Chugiak duo earn Big “C” honors
Rohde sets hurdle mark; Keith claims pentathlon
Chugiak’s Tyler Rohde sprints to victory in the 110-meter hurdles Saturday, April 14 in the Big “C” Relays at The Dome. Rohde set a meet record in the 300 hurdles and a school record in the 110 hurdles on Friday, April 13.
Chugiak High junior Tyler Rohde continued his dominance in the 300-meter and 110-meter hurdles this season, sweeping both events at the Big “C” Relays on April 13-14 at The Dome.
Rohde posted a new meet record of 40.09 seconds in the 300, beating the former benchmark set by South’s Elliott Bauer last year by 0.95 seconds.

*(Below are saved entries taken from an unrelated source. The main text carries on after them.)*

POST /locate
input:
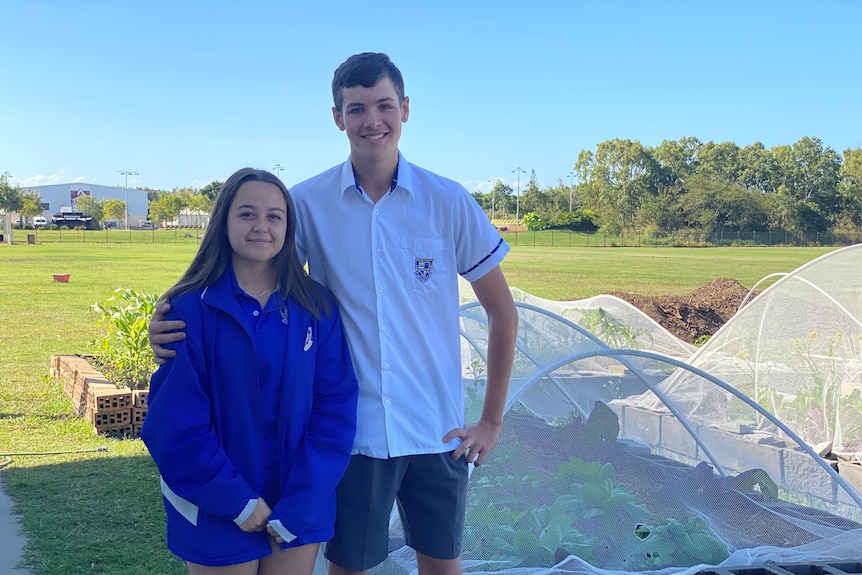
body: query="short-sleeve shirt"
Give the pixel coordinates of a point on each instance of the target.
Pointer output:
(393, 266)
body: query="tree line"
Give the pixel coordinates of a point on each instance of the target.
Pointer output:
(623, 186)
(686, 184)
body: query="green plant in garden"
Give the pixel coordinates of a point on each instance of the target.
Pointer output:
(534, 521)
(672, 543)
(124, 353)
(613, 332)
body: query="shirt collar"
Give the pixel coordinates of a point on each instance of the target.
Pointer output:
(403, 178)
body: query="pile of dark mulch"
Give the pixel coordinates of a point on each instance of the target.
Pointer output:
(693, 316)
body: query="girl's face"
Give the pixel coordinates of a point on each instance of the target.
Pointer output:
(257, 222)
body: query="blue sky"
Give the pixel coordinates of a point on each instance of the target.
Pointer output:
(187, 92)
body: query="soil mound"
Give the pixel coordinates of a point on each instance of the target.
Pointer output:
(693, 316)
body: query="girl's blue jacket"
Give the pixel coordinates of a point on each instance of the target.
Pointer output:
(205, 434)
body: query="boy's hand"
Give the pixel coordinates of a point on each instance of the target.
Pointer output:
(162, 332)
(477, 440)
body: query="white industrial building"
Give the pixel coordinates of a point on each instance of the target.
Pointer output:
(62, 197)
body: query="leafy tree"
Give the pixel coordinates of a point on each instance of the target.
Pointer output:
(534, 221)
(211, 190)
(809, 176)
(621, 176)
(758, 169)
(850, 187)
(719, 162)
(711, 205)
(114, 209)
(202, 204)
(677, 159)
(11, 200)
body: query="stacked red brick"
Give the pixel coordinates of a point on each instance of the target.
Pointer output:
(111, 410)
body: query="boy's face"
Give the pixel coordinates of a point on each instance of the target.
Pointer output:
(372, 119)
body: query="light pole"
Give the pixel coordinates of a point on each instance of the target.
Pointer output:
(7, 226)
(518, 195)
(127, 173)
(493, 195)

Rohde’s teammate, Chugiak senior Duncan Keith, claimed victory in the invitation-only pentathlon, which consisted of the 100, 800, 300 hurdles, high jump and shot put.
“Duncan’s having a great weekend,” said Chugiak head coach Jon Schroeder.
Eagle River’s Scout Warners also earned an invite to the pentathlon, placing third in the girls’ competition.
Rohde blew away the field en route to his record-setting run, coming in more than three seconds ahead of second-place Jordan Railing of ACS.
Rohde said he felt great prior to running the 300.
“I was in a good mood going into it,” he said. “Sometimes you hit all the hurdles and sometimes you don’t. Today, I hit all of them and felt smooth.”
Rohde posted a winning time of 15.05 in the 110 hurdles. His preliminary time of 14.75 on Friday set a new school record, said Jon Schroeder.
“He’s running really well,” Schroeder said.
Rohde has been unstoppable early in the season, winning every hurdle race he’s competed in. He swept both events at the Anchorage School District 8x8 meet March 30-31 and won the 300 hurdles at the ASD Thursday Night Races on April 5 despite falling on the second to last hurdle.
Though he doesn’t have Bauer — who graduated last year — to push him, Rohde said he’s determined to do all he can to lower his times.
“It’s a race against you and the hurdles,” he said.
After injuries cut Rohde’s past two seasons short, the Chugiak junior is hoping to stay healthy, run a full season and catch the attention of collegiate coaches, he said.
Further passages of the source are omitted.